La Rossa per lui non mai stata un’amante, ma l’amore che conta. «Insieme alla famiglia – ha detto ieri con gli occhi insolitamente lucidi alla conferenza stampa di addio – la Ferrari è stata la cosa più importante della mia vita». La stella polare di una carriera passata a navigare fra successi e flop, poltrone comode e scomode, polemiche e delusioni, anche pesanti, schivate o rilanciate con il gesto leggero da ragazzino con cui da sempre si riavvia i capelli. E’ stata la passione che l’ha ancorato ad un destino, tra i tanti possibili (da Il Corriere dello Sport).

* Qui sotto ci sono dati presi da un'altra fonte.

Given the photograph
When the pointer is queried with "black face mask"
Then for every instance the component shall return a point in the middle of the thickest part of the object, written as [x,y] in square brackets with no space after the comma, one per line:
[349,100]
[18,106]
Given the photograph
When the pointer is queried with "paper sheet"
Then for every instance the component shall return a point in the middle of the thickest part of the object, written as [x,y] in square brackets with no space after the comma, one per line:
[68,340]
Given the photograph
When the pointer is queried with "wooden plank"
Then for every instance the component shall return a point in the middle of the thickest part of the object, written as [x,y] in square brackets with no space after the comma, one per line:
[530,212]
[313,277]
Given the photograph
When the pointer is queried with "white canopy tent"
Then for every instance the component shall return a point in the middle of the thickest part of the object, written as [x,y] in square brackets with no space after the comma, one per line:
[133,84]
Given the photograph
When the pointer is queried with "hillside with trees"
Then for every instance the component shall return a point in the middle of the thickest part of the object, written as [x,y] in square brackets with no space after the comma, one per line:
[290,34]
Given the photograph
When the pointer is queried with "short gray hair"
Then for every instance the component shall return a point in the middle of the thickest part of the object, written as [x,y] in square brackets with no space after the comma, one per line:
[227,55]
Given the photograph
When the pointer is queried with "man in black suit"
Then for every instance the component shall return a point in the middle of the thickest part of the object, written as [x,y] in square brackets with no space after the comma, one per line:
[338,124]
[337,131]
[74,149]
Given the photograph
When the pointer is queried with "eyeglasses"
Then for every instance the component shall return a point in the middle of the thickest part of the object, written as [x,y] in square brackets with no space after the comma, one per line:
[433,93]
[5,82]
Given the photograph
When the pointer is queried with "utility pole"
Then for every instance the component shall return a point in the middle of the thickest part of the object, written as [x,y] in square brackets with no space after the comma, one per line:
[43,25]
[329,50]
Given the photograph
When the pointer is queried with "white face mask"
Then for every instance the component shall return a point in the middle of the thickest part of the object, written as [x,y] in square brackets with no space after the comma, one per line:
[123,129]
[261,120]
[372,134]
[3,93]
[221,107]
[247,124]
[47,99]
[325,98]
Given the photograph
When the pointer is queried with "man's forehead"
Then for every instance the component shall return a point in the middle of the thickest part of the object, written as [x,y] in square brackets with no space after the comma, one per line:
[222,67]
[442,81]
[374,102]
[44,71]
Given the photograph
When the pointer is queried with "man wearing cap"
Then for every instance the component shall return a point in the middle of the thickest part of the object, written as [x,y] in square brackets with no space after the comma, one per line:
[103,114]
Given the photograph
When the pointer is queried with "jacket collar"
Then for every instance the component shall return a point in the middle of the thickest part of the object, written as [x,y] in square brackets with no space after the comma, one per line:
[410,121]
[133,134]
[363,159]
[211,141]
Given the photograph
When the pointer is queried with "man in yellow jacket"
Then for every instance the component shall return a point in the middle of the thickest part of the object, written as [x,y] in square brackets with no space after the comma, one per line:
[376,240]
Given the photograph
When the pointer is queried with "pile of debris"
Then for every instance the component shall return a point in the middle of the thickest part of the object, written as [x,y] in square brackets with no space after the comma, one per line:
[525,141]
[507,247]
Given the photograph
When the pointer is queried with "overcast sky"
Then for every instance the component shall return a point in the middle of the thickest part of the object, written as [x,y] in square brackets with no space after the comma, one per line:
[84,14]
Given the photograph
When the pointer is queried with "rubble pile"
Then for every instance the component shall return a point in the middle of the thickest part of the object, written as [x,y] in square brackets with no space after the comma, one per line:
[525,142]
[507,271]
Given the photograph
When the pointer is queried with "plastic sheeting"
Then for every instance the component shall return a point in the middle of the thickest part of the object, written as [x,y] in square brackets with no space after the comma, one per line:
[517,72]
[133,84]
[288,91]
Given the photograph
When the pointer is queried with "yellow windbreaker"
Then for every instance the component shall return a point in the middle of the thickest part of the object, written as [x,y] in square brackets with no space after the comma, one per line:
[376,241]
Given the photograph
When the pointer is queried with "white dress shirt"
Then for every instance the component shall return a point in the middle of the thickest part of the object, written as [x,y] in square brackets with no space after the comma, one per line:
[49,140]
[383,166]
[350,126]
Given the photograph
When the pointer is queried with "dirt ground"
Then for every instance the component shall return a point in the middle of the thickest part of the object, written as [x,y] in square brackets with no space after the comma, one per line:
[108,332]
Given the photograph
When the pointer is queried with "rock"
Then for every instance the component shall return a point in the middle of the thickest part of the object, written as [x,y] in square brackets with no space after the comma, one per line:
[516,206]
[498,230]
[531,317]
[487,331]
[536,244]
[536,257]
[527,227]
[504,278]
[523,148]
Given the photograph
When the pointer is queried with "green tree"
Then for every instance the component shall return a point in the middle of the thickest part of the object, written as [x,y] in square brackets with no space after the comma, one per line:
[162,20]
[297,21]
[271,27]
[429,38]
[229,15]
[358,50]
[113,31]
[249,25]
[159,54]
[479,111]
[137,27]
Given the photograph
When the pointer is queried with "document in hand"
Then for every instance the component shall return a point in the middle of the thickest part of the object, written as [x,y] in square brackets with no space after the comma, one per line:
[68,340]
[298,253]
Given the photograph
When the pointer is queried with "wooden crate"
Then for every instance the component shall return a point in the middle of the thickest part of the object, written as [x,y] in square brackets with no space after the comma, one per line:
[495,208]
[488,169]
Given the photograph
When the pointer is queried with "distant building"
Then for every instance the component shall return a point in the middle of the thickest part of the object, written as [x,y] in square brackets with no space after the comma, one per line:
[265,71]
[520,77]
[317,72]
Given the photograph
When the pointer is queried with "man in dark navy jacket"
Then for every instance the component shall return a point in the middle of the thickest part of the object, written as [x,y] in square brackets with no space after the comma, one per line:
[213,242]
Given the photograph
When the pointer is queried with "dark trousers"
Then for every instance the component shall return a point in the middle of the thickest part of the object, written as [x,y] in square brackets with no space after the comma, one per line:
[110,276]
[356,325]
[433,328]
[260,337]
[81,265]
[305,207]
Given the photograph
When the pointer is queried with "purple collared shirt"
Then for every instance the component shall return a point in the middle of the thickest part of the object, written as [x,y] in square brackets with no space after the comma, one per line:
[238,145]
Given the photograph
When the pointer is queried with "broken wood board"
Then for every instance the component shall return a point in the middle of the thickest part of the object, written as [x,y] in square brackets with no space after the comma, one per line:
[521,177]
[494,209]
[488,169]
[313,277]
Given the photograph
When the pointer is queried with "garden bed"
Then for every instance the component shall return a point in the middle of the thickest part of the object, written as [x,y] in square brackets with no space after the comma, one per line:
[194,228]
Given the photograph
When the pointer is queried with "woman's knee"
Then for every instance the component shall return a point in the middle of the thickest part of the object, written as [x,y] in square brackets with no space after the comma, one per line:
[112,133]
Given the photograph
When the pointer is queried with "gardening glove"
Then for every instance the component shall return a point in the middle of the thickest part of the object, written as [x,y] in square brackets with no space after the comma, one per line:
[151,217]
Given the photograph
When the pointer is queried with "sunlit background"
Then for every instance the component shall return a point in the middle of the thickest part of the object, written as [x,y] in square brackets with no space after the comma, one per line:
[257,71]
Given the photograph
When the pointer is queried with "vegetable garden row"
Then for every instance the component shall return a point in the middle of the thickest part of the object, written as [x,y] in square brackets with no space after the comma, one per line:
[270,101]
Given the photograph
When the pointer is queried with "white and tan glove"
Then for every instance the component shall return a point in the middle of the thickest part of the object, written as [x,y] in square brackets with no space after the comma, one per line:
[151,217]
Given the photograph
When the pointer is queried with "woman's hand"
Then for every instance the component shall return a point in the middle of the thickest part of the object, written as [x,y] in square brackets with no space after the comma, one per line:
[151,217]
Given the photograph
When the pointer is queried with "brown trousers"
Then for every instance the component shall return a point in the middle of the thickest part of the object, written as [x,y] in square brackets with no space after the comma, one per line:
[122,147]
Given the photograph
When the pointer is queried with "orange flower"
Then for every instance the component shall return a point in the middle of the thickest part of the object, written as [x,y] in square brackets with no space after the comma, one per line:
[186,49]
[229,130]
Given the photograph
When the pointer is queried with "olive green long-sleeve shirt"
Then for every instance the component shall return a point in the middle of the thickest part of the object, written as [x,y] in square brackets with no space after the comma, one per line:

A Maranello, dopo il liceo classico dai gesuiti, la laurea in legge alla Sapienza di Roma, il master alla Columbia University e una carriera semiclandestina da pilota di rally – nome d’arte “Nerone”, per evitare le scomuniche della famiglia -, Luca di Montezemolo c’era arrivato dalla porta principale, a soli 26 anni, nel ’73. Chiamato dal Drake in persona, Enzo Ferrari, che alla radio l’aveva sentito perorare la causa di quello che oggi si chiama motorsport. Era agosto, faceva caldo, al telefono c’era il grande vecchio che gli diceva: «non vinciamo da troppo tempo, venga da noi». Fu la fine della carriera di avvocato, l’inizio di quella del manager più vincente della storia della Formula 1: 14 Mondiali, di cui 8 costruttori, 118 vittorie nei Gp. Prima assistente del Patriarca, poi team manager, alla Scuderia richiamò Clay Regazzoni e a rimorchio arrivò quel bel tipetto di Nicky Lauda, l’austriaco fatale. La Ferrari non vinceva un mondiale dal 1964, con Surtees. Lauda fece bang nel ’75, il secondo anno dell’era Montezemolo.
Le foto sono lì: i dentini feroci di Lauda, lo sguardo ossuto di Montezemolo, gli occhiali scuri del Drake. «Rivedo spesso con nostalgia un vecchio filmato che ogni tanto mostrano in tv – ha detto qualche anno fa – è il 7 settembre del 1975 a Monza, Lauda arrivando terzo vince matematicamente il campionato del mondo: la macchina era ancora alla Parabolica, io già in pista che festeggio. Insieme ai giorni in cui sono nati i miei figli, è stato il giorno più bello della mia vita». Il bis, dopo il rogo del Nurburgring, arriva nel 1977, il trentenne Montezemolo è pronto per altri incarichi. Per la Fiat, dove in anni turbolenti cura le relazioni pubbliche con il suo stile svelto, cordiale, solo apparentemente fatuo, una punta di spada nascosta dal velluto, passando dalle camicie di jeans del paddock al blazerino con l’immancabile pochette bianca. «Lo vedi quando entra in fabbrica – dice di lui Carlo Rossella – parla con l’ultimo operaio e lo chiama per nome e cognome. Ha una capacità di ricordare facce, nomi, ruoli che ho visto solo in un’altro: Berlusconi».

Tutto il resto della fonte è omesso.